Apparently, however, there is a huge disconnect between how you, I, and the public views the government's commitment to pay back the IOUs and how the federal government views the strength of their commitment.
The FASAB, the accounting advisor for the federal government in a paper entitled "Accounting for Social Insurance, Revised Exposure Draft, Nov. 17, 2008:"
Page 31 - The Alternative View (the present view of the FASAB)is that social insurance comprises two separate nonexchange transactions - the compulsory payment of taxes and the government's payment of benefits.
Page 35 - "Social insurance benefits are not part of an exchange but are a welfare program and/or an annual general fund program like Medicaid and defense."
Page 36 - "The Primary View (not the present view of the FASAB) - collecting taxes and paying benefits are not two separate non-exchange transactions, and the government should not be free to walk away from social insurance commitments."
http://www.fasab.gov/pdffiles/socialins_exposurefinal.pdf.
Don Levit
And if you stop collecting payroll taxes, even the illusion of the connection disappears.
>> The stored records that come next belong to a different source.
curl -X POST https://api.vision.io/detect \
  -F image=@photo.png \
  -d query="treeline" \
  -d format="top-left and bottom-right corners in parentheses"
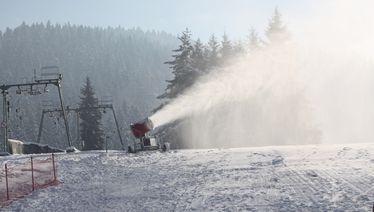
top-left (158, 9), bottom-right (289, 103)
top-left (0, 22), bottom-right (178, 148)
top-left (155, 9), bottom-right (320, 148)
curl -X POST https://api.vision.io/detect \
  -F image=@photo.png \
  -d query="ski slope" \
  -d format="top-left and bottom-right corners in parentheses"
top-left (0, 144), bottom-right (374, 211)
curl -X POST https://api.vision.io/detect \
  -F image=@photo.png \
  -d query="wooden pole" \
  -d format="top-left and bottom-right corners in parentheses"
top-left (5, 164), bottom-right (10, 200)
top-left (31, 156), bottom-right (35, 191)
top-left (52, 153), bottom-right (57, 182)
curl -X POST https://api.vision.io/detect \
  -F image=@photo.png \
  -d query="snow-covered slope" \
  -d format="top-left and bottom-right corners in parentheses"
top-left (0, 144), bottom-right (374, 211)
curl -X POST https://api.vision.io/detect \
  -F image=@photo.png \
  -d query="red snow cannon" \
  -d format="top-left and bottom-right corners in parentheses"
top-left (130, 118), bottom-right (153, 138)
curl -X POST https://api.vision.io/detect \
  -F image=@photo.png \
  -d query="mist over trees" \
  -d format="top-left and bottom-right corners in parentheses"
top-left (79, 77), bottom-right (104, 150)
top-left (156, 9), bottom-right (320, 148)
top-left (0, 22), bottom-right (178, 149)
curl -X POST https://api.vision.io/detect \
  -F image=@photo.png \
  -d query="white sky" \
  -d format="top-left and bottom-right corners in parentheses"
top-left (0, 0), bottom-right (313, 40)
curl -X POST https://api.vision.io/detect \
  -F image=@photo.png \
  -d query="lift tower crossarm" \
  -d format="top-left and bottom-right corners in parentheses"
top-left (37, 104), bottom-right (124, 148)
top-left (0, 74), bottom-right (72, 152)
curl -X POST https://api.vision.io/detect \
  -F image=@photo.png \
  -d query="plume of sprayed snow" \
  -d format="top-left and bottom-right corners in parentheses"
top-left (150, 0), bottom-right (374, 147)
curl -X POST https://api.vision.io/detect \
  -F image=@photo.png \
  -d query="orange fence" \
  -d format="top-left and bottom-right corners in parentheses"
top-left (0, 154), bottom-right (58, 207)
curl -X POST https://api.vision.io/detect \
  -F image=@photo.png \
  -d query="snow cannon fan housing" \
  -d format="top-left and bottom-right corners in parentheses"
top-left (130, 118), bottom-right (153, 138)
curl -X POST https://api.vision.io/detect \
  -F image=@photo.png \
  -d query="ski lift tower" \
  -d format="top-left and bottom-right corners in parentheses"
top-left (37, 96), bottom-right (125, 149)
top-left (0, 66), bottom-right (72, 152)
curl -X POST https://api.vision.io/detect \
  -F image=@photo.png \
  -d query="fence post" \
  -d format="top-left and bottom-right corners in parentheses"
top-left (52, 153), bottom-right (57, 182)
top-left (31, 156), bottom-right (35, 191)
top-left (5, 164), bottom-right (10, 200)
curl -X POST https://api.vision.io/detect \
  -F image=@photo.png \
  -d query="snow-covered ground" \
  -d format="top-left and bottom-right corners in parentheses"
top-left (0, 144), bottom-right (374, 211)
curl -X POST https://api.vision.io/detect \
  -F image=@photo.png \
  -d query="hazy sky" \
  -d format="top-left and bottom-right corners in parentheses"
top-left (0, 0), bottom-right (311, 40)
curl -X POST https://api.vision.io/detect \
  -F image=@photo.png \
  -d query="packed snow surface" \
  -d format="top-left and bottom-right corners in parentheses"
top-left (0, 144), bottom-right (374, 211)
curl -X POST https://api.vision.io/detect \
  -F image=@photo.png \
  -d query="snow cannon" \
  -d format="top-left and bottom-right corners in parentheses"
top-left (130, 118), bottom-right (153, 138)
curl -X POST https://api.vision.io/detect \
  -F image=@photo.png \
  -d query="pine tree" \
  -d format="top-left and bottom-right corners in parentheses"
top-left (191, 39), bottom-right (207, 75)
top-left (206, 34), bottom-right (219, 69)
top-left (220, 33), bottom-right (233, 62)
top-left (158, 29), bottom-right (196, 99)
top-left (79, 77), bottom-right (104, 150)
top-left (265, 8), bottom-right (289, 44)
top-left (248, 28), bottom-right (260, 52)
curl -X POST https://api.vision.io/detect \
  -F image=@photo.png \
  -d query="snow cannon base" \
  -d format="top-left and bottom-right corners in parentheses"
top-left (130, 118), bottom-right (153, 138)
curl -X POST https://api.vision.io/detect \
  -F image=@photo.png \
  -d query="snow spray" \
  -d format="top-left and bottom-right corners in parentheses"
top-left (150, 0), bottom-right (374, 148)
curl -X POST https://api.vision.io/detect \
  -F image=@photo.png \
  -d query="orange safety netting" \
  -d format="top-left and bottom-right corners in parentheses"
top-left (0, 154), bottom-right (58, 207)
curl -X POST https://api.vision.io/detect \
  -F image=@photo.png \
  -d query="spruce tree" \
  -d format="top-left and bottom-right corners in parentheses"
top-left (207, 34), bottom-right (219, 69)
top-left (248, 28), bottom-right (260, 52)
top-left (191, 39), bottom-right (207, 75)
top-left (158, 28), bottom-right (196, 99)
top-left (265, 8), bottom-right (290, 44)
top-left (79, 77), bottom-right (104, 150)
top-left (220, 33), bottom-right (233, 62)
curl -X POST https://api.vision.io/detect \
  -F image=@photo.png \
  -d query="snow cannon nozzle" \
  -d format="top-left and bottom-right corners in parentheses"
top-left (130, 118), bottom-right (153, 138)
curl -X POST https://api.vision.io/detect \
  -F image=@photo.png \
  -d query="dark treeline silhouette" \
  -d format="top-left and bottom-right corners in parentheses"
top-left (154, 9), bottom-right (320, 148)
top-left (0, 22), bottom-right (178, 148)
It becomes entirely a welfare program funded only by general revenues.
Don,
I took a look at that FASAB document, as well as the SS 17 document it often referenced: http://www.fasab.gov/pdffiles/17_ss.pdf. Boy is that heavy reading. I had trouble making sense of it, but I did find a Heritage Foundation article on a similar FASBA report from 2006 which helped me make sense of it: http://www.heritage.org/research/reports/2006/10/a-better-measure-of-long-term-spending-fasab-proposes-changes-in-accounting-for-social-security-medicare.
I learned some things:
1. FASBA is mearly creating guidelines for accountants in agencies like OMB. They are certainly worth noting, but I wouldn't say they have the final word on this issue.
2. You have Primary and Alternative views confused. According to Heritage, Primary is the main view, and Alternative is the, well, alternate. Sort of like Majority/Concurring and Dissenting opinions in the Supreme Court.
3. The Heritage Foundation article (Heritage is conservativet, for all those who don't know) points out this statement in FASBA's Primary view:
"The Primary view members ... observed strong similarities, in their view, between these social insurance programs and private sector pension and retiree health benefits and cited the need for formally recognizing their financial commitments."
4. It is also worth noting that the report you quote is an 85 page document, in which only a small handful of phrases (that are found primarily in the appendix, have little to do with the main purpose of the report, and are included only for the sake of helping to explain the argument of the minority opinion) support the idea of a blurred line between trust and general funds.
Sorry for the long post, but compared to the amount of **** I had to read, it is peanuts. Thanks Don for making me read more about this issue, I feel quite a bit smarter now. I probably won't post again (I'm about done reading these esoteric papers, and at this point I'm sure Chuck is wondering why I'm hijacking his blog) but I'll read any response you make.
No Saj:
I am pretty sure I do not have the views mixed up, although it seems that way, by their names.
I checked it out pretty carefully on the FASAB paper, which I would rely on more than the Heritage Foundation.
The FASAB is the advisor for the federal gopvernment, similar to the FASB for private businesses and the GASB for state and local governments.
If you go to fasab.gov, you will see how important their rulings are.